Have you ever played the part of Devil’s advocate? The guy who goes against the crowd and asks the hard questions. Caleb and Joshua are kind of those guys right now except I don’t really like calling them the Devil’s advocates. That seems weird, and rather than pointing out the negative (like normal Devil’s advocates), these two are highlighting the good aspects of Canaan and the fact that God is on their side. God’s advocates. Either way, Caleb and Joshua’s positions weren’t easy ones to maintain, and they were justly rewarded for their faithfulness. This chapter is a great reminder that the majority isn’t always right.

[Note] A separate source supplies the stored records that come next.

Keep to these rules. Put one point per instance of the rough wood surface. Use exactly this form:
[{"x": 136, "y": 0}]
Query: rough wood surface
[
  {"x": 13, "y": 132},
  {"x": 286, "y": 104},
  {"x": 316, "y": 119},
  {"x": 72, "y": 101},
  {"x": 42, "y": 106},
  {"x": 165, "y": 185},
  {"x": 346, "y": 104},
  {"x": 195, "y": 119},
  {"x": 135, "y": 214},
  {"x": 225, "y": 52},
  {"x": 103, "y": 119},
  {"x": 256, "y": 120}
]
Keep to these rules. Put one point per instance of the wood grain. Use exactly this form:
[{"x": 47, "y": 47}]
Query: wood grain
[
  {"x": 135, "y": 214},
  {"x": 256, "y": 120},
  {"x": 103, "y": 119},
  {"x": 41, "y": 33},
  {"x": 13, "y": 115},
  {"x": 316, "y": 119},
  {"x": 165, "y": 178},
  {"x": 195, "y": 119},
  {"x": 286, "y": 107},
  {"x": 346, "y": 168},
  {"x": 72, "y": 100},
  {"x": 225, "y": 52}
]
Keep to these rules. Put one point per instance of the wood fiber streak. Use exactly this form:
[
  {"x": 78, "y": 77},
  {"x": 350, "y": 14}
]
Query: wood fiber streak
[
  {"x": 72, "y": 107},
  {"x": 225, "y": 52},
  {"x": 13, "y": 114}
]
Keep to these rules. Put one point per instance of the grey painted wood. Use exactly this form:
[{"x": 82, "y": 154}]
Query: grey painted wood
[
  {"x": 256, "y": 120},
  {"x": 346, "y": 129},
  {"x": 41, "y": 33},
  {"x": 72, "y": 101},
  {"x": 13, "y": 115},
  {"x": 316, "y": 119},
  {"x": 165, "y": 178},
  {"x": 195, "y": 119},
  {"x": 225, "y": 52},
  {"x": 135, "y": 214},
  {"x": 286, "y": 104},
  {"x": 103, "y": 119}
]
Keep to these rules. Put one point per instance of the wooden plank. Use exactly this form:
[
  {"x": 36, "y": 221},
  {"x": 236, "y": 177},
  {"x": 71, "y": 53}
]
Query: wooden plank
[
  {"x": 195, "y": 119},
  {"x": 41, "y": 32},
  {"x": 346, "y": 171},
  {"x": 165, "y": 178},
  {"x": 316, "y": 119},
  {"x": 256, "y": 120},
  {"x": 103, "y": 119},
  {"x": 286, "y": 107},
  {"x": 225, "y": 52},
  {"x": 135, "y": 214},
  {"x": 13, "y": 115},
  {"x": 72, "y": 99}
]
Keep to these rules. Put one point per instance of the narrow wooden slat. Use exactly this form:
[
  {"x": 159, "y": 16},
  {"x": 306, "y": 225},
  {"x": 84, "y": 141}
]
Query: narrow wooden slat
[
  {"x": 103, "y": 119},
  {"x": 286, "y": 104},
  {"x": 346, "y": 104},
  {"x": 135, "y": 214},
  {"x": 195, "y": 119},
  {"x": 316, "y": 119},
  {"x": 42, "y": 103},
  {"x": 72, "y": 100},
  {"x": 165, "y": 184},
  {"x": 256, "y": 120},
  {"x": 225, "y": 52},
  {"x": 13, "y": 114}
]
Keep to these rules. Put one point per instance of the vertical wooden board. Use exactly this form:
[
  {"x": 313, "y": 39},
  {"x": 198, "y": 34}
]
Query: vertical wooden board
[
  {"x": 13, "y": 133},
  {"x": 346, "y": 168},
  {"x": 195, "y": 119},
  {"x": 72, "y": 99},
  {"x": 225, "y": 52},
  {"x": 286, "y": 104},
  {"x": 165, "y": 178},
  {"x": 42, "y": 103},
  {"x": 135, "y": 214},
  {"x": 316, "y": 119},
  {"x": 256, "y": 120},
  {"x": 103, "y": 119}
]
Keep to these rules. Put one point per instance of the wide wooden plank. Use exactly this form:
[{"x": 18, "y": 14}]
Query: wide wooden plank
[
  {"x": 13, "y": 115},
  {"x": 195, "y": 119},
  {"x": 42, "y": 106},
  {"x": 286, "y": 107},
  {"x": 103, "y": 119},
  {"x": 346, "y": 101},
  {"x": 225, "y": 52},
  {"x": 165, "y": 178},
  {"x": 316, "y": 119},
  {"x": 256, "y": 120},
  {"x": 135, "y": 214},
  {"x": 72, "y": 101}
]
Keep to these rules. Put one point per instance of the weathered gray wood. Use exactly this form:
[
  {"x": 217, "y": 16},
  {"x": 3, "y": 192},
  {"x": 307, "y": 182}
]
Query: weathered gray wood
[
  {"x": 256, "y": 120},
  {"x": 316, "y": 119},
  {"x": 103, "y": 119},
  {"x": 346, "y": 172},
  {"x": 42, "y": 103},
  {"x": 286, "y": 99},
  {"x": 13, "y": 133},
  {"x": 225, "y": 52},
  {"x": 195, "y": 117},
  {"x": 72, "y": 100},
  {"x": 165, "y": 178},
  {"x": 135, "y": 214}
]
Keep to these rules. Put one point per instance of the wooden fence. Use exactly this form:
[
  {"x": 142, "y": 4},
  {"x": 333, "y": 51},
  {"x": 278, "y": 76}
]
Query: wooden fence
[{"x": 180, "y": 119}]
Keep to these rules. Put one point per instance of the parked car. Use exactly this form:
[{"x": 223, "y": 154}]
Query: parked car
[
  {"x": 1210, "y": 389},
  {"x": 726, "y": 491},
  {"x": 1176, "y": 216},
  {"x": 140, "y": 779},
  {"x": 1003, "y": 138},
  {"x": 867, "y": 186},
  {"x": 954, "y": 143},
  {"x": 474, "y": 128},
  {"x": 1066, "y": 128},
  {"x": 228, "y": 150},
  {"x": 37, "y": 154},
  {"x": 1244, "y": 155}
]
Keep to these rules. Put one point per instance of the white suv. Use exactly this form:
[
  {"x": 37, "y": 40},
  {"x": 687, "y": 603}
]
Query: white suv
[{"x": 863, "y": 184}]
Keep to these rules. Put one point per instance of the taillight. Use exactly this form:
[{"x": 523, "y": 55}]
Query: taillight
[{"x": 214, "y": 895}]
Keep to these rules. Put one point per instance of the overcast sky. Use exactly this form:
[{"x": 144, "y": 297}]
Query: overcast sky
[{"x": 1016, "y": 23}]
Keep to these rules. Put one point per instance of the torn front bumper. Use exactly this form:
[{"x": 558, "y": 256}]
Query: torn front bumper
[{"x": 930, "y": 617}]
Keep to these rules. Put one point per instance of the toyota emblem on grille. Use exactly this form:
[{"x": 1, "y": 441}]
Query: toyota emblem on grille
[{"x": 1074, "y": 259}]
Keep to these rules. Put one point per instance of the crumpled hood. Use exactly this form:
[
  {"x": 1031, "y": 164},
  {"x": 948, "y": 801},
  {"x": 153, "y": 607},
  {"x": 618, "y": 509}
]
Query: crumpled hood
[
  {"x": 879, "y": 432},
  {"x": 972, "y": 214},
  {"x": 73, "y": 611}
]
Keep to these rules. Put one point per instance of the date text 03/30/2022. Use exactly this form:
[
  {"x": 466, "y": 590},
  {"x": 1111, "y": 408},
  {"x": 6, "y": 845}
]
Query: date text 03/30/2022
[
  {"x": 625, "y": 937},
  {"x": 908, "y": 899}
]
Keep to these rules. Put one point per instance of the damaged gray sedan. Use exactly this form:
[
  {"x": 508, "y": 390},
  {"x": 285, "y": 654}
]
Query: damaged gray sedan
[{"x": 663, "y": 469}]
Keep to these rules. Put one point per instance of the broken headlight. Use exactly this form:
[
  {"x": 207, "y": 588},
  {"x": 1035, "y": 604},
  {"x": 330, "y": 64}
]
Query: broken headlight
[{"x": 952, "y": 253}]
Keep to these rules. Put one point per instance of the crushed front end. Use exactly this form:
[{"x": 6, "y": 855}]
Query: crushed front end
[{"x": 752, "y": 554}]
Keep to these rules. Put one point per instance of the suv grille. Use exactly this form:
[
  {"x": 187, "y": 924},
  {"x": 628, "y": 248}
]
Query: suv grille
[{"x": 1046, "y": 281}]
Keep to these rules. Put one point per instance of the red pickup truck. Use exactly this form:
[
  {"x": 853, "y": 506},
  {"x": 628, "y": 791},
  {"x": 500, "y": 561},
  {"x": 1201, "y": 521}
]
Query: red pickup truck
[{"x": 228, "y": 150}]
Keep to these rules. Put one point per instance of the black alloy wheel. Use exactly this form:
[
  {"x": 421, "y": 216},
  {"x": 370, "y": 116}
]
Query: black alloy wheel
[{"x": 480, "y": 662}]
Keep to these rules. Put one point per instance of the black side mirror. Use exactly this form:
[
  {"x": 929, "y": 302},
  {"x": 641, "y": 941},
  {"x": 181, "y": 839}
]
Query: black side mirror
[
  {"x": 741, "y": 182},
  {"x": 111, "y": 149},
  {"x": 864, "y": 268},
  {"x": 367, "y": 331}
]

Sometimes we gotta go with our gut – go with God.
My friend Carla used to say, “You just know when you know. You know?”
“Yep. I know,” I’d say back.
In the second section of the chapter we see Moses, yet again, talking God down from a fiery rage. He’s ready to destroy the whole whiny lot, but Moses gives God several rational reasons why he shouldn’t do that, and once again, God listens! I feel like God is learning just as much about us humans in theses chapters as we are learning about Him. We can see through conversations like these that we are made SO MUCH in God’s image that we can relate to His anger, His heartbreak and His growth in patience while trudging forth in a relationship that is full of disappointment, yes, but more so bound by an unexplainable love.
Writing prompt: God’s advocate
I didn’t like using the word Devil’s advocate. Plus, it didn’t describe the situation so accurately. Snort. So I changed it up! Have you ever had to play God’s advocate? Have you ever been the minority voice for what you believe is the ethical, safe, or right decision, the guy (or gal) who speaks up and says, “Hey guys, there’s another option,” or “How about we look at things this way?” Write about your experience and how it turned out.